In some groups, such as metal workers and electroplaters, it is agreed that occupational exposure can play a major part in the causation of dermatitis,7,15 although pre-existing nickel sensitivity has been shown in up to 88%.7 Exposure to irritants and wet work impair the barrier function of the skin and may make sensitisation to nickel more likely, with worsening of the dermatitis.7 In other workers such as hairdressers, cleaners, cashiers, shop assistants, and caterers, there is a potential for occupational nickel exposure, but workplace levels of exposure are difficult to quantify and the contribution of nickel to OCD hard to assess.

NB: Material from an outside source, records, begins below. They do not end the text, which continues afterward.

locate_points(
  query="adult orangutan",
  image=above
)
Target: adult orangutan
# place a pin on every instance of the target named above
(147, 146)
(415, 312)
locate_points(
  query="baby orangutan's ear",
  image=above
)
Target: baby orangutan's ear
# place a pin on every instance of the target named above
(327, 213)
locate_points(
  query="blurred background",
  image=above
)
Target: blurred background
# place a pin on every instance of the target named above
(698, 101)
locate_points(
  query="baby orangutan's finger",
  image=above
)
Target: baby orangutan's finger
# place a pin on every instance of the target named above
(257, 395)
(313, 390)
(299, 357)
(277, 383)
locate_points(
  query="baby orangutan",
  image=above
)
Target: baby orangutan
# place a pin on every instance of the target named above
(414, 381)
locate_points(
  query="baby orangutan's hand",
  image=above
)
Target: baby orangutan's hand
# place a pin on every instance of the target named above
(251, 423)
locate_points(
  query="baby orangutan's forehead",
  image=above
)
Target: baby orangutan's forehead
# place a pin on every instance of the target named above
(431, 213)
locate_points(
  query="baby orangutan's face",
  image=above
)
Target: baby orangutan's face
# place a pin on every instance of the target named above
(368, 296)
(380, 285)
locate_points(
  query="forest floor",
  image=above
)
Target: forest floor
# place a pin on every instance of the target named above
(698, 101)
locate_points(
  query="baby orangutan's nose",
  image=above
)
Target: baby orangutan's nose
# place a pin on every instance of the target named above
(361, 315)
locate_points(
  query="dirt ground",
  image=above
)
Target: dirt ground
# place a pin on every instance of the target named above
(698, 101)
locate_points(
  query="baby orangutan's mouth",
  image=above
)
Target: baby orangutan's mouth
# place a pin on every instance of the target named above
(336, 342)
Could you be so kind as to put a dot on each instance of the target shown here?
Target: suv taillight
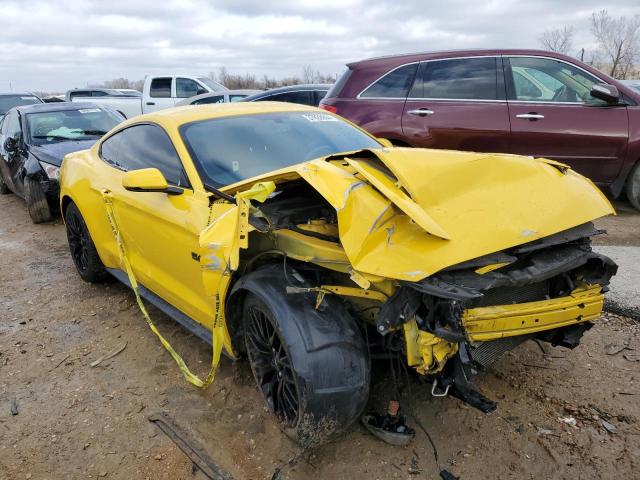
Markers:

Hairdressers do have contact with instruments that contain nickel, and these have been shown to release nickel on exposure to permanent wave fluids,26 but with the current use of stainless steel instruments, the nickel release will be less. In cleaning jobs, used water and cloths have been shown to contain appreciable amounts of nickel.10 Cashiers, counter clerks, and shop assistants handle nickel containing coins,14,27 and caterers and catering assistants come into contact with metal objects, some of which release nickel.28
In a small number of cases, reporters to EPIDERM considered that nickel exposure from coin handling, in the absence of other sensitising exposures, may be a contributor to OCD. European Union regulations29,30 limit the amount of nickel released from products which come into prolonged contact with the skin (to 0.5 μg/cm2/week), but some nickel sensitive patients may still react to this level of nickel exposure.29 In Denmark, these regulations began in 1991 and a decrease in the frequency of nickel allergy in children has already been shown.31 The relevance of occupational exposure to nickel to the causation of OCD will only be assessable when workplace measurements are possible and thresholds for reactivity defined.
We thank Dr M H Beck and Dr R J G Rycroft, who were instrumental in setting up the scheme, and Lisa Humphrys and Tracy Field, for their assistance in the EPIDERM office.